As GCB was so kind as to point out in the comment section of the Robert Horry post below, the NBA has handed down suspensions from last night's game. Robert Horry is gone for two games, Amare Stoudemire and Boris Diaw for one each. I don't like it. This is exactly what I mean about the dangers of becoming embroiled in legal bureaucracy. At most Horry should be gone for a game and that should be the extent of the suspensions. (As I said before were it up to me nobody would have been suspended and it would have been settled--or not--on the floor.) But you can almost hear the wheels turning. "We have to suspend Amare and Boris because we have a rule and technically they violated the letter of it even though nothing really happened." OK, so they're gone a game. Obviously then Horry merits a game too. But wait! If you suspend Horry just one game--the same penalty that TWO of the Suns got--when his act precipitated this whole deal and they did relatively little that's obviously a miscarriage of justice. People will scream to the highest heavens. So now his marginal one game becomes a definite two. Four games are missed in an incident that should have seen maybe one. And the series is imbalanced because of it as the Spurs will trade Horry for Stoudemire and Diaw every day of the week and twice on Sundays.

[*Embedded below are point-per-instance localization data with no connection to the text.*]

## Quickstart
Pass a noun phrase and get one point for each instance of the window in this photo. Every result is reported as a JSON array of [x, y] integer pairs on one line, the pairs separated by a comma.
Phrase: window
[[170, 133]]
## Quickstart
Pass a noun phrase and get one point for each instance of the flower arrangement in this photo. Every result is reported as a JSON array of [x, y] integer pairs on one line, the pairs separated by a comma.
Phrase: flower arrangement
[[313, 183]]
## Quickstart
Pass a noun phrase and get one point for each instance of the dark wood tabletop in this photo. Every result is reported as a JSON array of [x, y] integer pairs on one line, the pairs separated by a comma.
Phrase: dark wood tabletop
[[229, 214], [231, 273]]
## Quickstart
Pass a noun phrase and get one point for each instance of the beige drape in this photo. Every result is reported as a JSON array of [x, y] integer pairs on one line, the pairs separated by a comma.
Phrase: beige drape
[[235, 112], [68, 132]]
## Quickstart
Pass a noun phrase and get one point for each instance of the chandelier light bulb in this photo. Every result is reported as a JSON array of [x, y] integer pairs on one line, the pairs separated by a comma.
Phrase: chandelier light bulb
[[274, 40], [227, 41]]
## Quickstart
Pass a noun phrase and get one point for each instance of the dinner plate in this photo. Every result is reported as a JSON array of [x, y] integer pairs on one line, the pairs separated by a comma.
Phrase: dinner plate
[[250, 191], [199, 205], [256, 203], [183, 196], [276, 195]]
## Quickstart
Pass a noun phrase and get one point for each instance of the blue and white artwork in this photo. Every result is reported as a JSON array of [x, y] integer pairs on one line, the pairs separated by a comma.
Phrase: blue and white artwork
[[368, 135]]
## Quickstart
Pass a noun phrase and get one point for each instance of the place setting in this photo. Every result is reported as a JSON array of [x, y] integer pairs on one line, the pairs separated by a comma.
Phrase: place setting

This is the new NBA. Did the harsh penalities stop the incident from happening? No, they did not. Nor did they stop the Denver/New York brawl earlier this year. Did the leaving the bench rule stop the Suns from jumping up in the heat of the moment? No, it did not...despite assistant coaches flailing to get in the way of advancing players from their bench. (At this rate every playoff team will adopt Dallas' "dozen assistant coaches" system. Ten of them will be responsible for tackling any player who stands during a fracas.) All this has done is make the consequences of a semi-foolish (or legitimately tough, depending on your perspective) act more far reaching than was warranted. As Jim implied in his diary to the right, how long before we start seeing the goon system take over the NBA as 12th men rack up opposing teams' skill players while trying to bait two-point-five steps out of pine-riding superstars?
Call me silly...I liked the old way better.